Cue Online (Grahamstown)

South Africa: Buckland Back From Cirque du Soleil

Christina Kennedy

2 July 2009


Andrew Buckland, a Festival stalwart and South African physical theatre icon, recently returned from a year-long contract performing with the celebrated Cirque du Soleil company in Las Vegas, in the Beatles-themed entertainment spectacular, Love.

It is testament to the world-class talent of the Buckland family that both Andrew and his son Daniel were handpicked to appear in George and Giles Martin’s Love – dad in the Sergeant Pepper’s Lonely Hearts Club Band number and Daniel in Nowhere Man.

For Buckland senior, it was an opportunity to sharpen his abilities and beef up his skills – something that a teacher, director and mentor often neglects or forgets to do.

And for someone who places an enormous amount of pressure on himself in addition to the high expectations of South African theatre goers familiar with his work, entering a foreign environment where he was anonymous and “just like any other acrobat or actor” in an 85-member company was eyeopening – and refreshing.

“I feel re-energised,” he says, still reeling a mere three weeks after returning to South Africa, having plunged straight into directing two new productions on the Fringe (Stilted and The Swimming Lesson).

During the Cirque show, Buckland donned a military uniform for the Sergeant Pepper character who “leads the audience and company into the subconscious, where imagination finds expression in spectacle”.

New skills

He learned stilt-walking and Korean rope-climbing for the part, skills that required concentration, balance, patience and cultivating his upperbody strength through stringent weight training, as well as practise, practice and more practice.

Coincidentally, his newly acquired stilt-walking ability has continued to have “legs” since his return: he was approached to help develop Richard Antrobus’s academic paper on street performance and theatre into the fully fledged physical production Stilted on this year’s Fringe.

Featuring First Physical Theatre Company member Richard Antrobus and Chris Fisher, the piece involves an actor who is not aware of the audience and a street performer on stilts, with their “fun, bizarre and curious physical interactions” enabling them to learn more about one another’s worlds.

On a more cerebral level, the production suggests that street performance should be acknowledged as an activity and art form in its own right.
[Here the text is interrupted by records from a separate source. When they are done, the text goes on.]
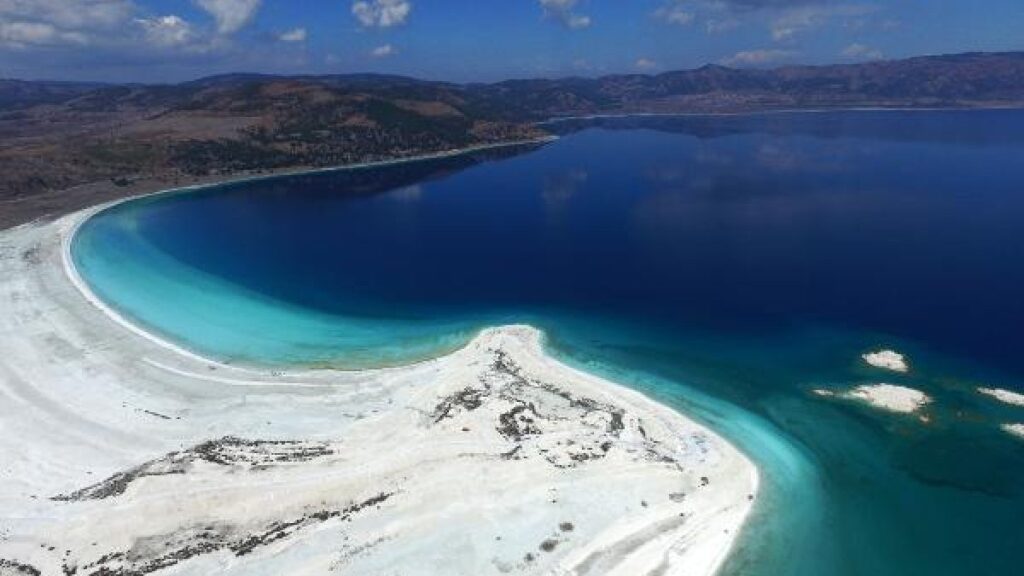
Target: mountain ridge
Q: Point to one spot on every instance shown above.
(56, 135)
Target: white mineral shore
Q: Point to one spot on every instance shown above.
(123, 455)
(1015, 429)
(887, 360)
(1008, 397)
(886, 397)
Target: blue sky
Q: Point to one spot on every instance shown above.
(479, 40)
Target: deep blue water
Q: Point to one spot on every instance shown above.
(723, 264)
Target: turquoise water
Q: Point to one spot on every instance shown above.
(725, 265)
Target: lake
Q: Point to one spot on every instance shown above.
(726, 265)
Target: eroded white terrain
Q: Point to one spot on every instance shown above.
(123, 456)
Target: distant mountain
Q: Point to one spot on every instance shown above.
(57, 134)
(15, 93)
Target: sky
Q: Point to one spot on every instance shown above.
(479, 40)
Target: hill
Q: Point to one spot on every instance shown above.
(55, 134)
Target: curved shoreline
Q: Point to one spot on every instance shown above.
(166, 388)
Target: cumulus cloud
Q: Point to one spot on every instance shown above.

Buckland, who also spends one term a year as a “pretend-academic” lecturing physical theatre at Rhodes University, is also directing The Swimming Lesson, an Ubom! Eastern Cape Drama Company production written by Brink Scholtz.

Buckland describes this “beautiful story” as exhibiting a “fresh, intense, realistic, magical dynamic”, telling of a domestic worker who sets off on a voyage and encounters other lonely people on their own quests for personal redemption.

Fresh focus

He is bringing his renewed energy and focus to these two Fringe productions following his challenging stint on four-feet-high stilts at Cirque, performing in 10 shows a week where, potentially, if one puts an elevated foot wrong, “someone’s gonna die”.
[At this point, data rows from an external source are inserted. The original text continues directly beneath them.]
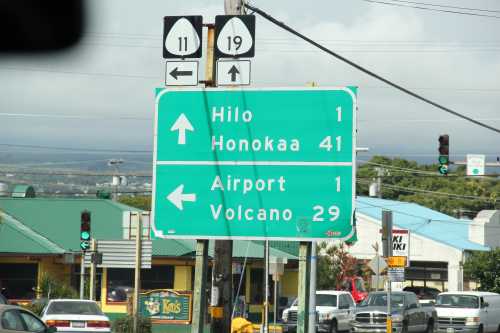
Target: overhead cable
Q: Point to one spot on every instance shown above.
(432, 9)
(366, 71)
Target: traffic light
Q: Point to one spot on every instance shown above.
(85, 230)
(444, 153)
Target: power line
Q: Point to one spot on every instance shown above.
(448, 6)
(416, 190)
(431, 9)
(78, 149)
(366, 71)
(73, 173)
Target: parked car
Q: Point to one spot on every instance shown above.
(334, 310)
(468, 311)
(406, 312)
(356, 286)
(71, 315)
(14, 319)
(424, 293)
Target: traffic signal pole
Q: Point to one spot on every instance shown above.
(82, 275)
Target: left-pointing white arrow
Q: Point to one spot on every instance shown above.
(177, 197)
(182, 125)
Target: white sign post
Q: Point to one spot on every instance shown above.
(475, 165)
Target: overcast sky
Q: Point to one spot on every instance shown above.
(100, 94)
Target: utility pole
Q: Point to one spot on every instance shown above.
(387, 252)
(82, 275)
(312, 288)
(93, 269)
(380, 174)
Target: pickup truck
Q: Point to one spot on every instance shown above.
(334, 311)
(408, 315)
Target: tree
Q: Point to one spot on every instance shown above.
(400, 184)
(334, 264)
(141, 202)
(484, 268)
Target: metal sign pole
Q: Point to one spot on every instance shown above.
(200, 281)
(137, 277)
(304, 272)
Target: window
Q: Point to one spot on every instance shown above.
(12, 321)
(121, 281)
(326, 300)
(18, 280)
(73, 307)
(33, 324)
(343, 302)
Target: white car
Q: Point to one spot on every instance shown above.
(334, 309)
(75, 315)
(468, 312)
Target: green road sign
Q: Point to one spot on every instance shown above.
(254, 164)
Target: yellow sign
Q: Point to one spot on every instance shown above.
(389, 325)
(394, 262)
“It reminded me of the things I still find exciting about the theatre – the dynamics and chemistry of the ensemble and how to be an effective part of a chorus and then step forward and be a central character before taking a backseat again.”

But, Buckland adds, “working on a big circus spectacle has affirmed my love for small theatre works. It was a sabbatical of sorts; I now feel more confident about the choices I made.”